From the Guidelines
The primary recommendation for managing a patient with a Peripherally Inserted Central Catheter (PICC) line and Deep Vein Thrombosis (DVT) is to initiate therapeutic anticoagulation for at least 3 months while maintaining the PICC line in place if it remains functional and necessary for patient care. This approach is based on the Michigan Appropriateness Guide for Intravenous Catheters (MAGIC) study 1, which suggests that removal of a functional PICC in the presence of DVT is inappropriate when irritants or vesicant infusions remain necessary, or when the patient has poor peripheral venous access and requires frequent phlebotomy.
Key considerations in managing PICC-related DVT include:
- Initiating anticoagulation with low-molecular-weight heparin (LMWH) or unfractionated heparin, and transitioning to oral anticoagulation with direct oral anticoagulants (DOACs) or warfarin for at least 3 months 1
- Targeting an international normalized ratio (INR) of 2-3 when using warfarin, as lower or higher INR targets are rated as inappropriate 1
- Preferring the use of LMWH over warfarin in patients with cancer, and avoiding the use of target-specific oral anticoagulants over traditional agents among patients with cancer due to insufficient evidence 1
- Considering urgent referral to interventional radiology for catheter-directed treatment of PICC-related DVT when symptoms of venous occlusion are associated with phlegmasia cerulea dolens 1
It is essential to daily assess the PICC site for signs of infection, proper functioning, and continued necessity, and to remove the PICC line only if it is malfunctioning, infected, or no longer needed.

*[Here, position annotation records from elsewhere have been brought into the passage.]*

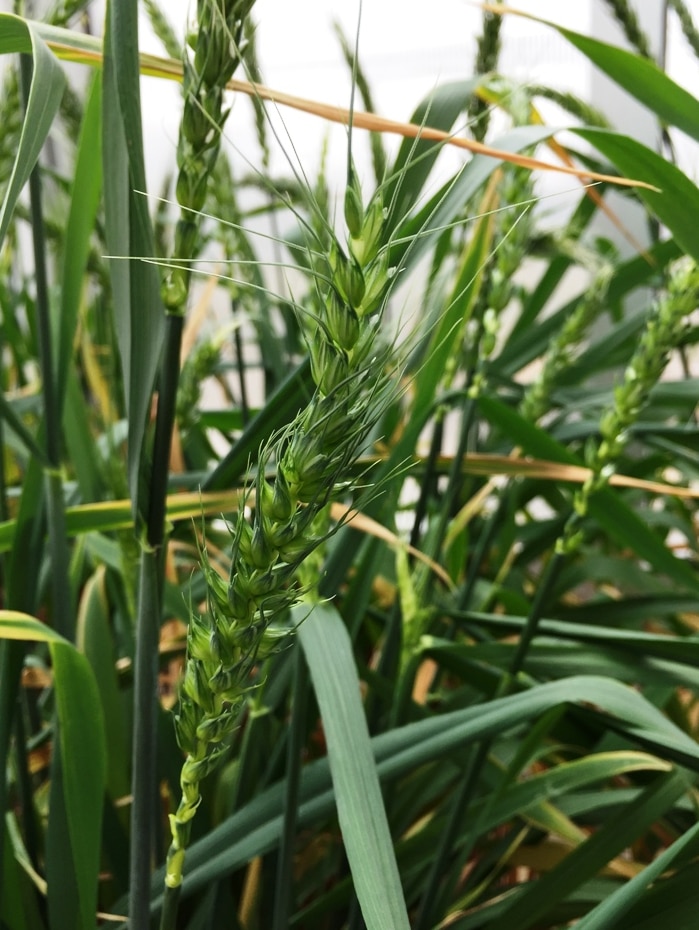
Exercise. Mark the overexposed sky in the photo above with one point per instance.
(405, 53)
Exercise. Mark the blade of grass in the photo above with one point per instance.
(82, 741)
(363, 822)
(44, 97)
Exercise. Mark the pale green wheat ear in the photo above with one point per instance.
(664, 332)
(311, 461)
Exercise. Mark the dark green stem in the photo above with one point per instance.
(171, 901)
(164, 425)
(63, 615)
(296, 737)
(144, 743)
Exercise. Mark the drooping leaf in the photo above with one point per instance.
(360, 808)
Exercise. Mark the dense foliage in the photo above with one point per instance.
(408, 636)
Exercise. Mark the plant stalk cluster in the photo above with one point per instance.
(244, 618)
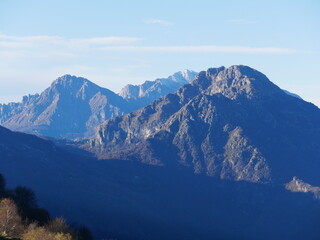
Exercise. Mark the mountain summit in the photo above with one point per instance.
(230, 123)
(71, 107)
(151, 90)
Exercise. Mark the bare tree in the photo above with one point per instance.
(10, 221)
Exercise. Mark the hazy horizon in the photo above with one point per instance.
(128, 43)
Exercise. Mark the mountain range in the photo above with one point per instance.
(231, 123)
(73, 107)
(229, 150)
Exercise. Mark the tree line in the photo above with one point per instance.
(22, 219)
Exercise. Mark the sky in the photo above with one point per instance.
(114, 43)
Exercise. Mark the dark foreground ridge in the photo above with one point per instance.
(229, 123)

The MAGIC study 1 also strongly urges against placement of a new PICC in patients who experienced PICC-related DVT within the past 30 days, due to the high risk for recurrent thrombosis.
From the Research
Management of PICC Line with DVT
- The management of a patient with a Peripherally Inserted Central Catheter (PICC) line and Deep Vein Thrombosis (DVT) involves several steps, including diagnosis, treatment, and prevention of further complications 2, 3, 4, 5, 6.
- Diagnosis of PICC-DVT can be made using ultrasonography, which has excellent sensitivity and specificity, and is recommended as the initial diagnostic test 2, 3.
- Contrast venography can be used in cases with high clinical probability and negative ultrasound findings, but it is not the first line of diagnosis 2.
- Treatment of PICC-DVT typically involves anticoagulation with low-molecular-weight heparin or warfarin for at least 3 months, and removal of the PICC line is not always necessary 2, 4, 6.
- In some cases, direct thrombolysis with urokinase can be used as a treatment option, which is a simple, safe, and effective procedure 6.
Risk Factors and Prevention
- The risk of developing PICC-DVT is associated with several factors, including male gender, recent surgery, sepsis, family history of clots, and malignancy 4, 5.
- Prophylaxis for DVT can be reserved for patients with previous DVT or known hypercoagulable state, but the role of pharmacologic prophylaxis and screening for PICC-DVT in the absence of clinical symptoms is unclear 2, 4.
- Decision to insert a PICC should be taken after careful risk stratification, and well-designed randomized controlled trials are required to estimate the prevalence of upper extremity venous thrombosis (UEVT) in ICU patients with PICCs and evaluate the efficacy and magnitude of clinical benefit and cost-effectiveness of therapeutic strategies 3.
Treatment Outcomes
- The treatment outcomes for PICC-DVT vary, but most patients can be treated with anticoagulation and removal of the PICC line, with a significant proportion of patients achieving clot resolution 4, 5.
- Pulmonary embolus attributed to PICC-DVT can occur in a small percentage of patients, and some patients may require additional treatments such as superior vena cava filter placement 5.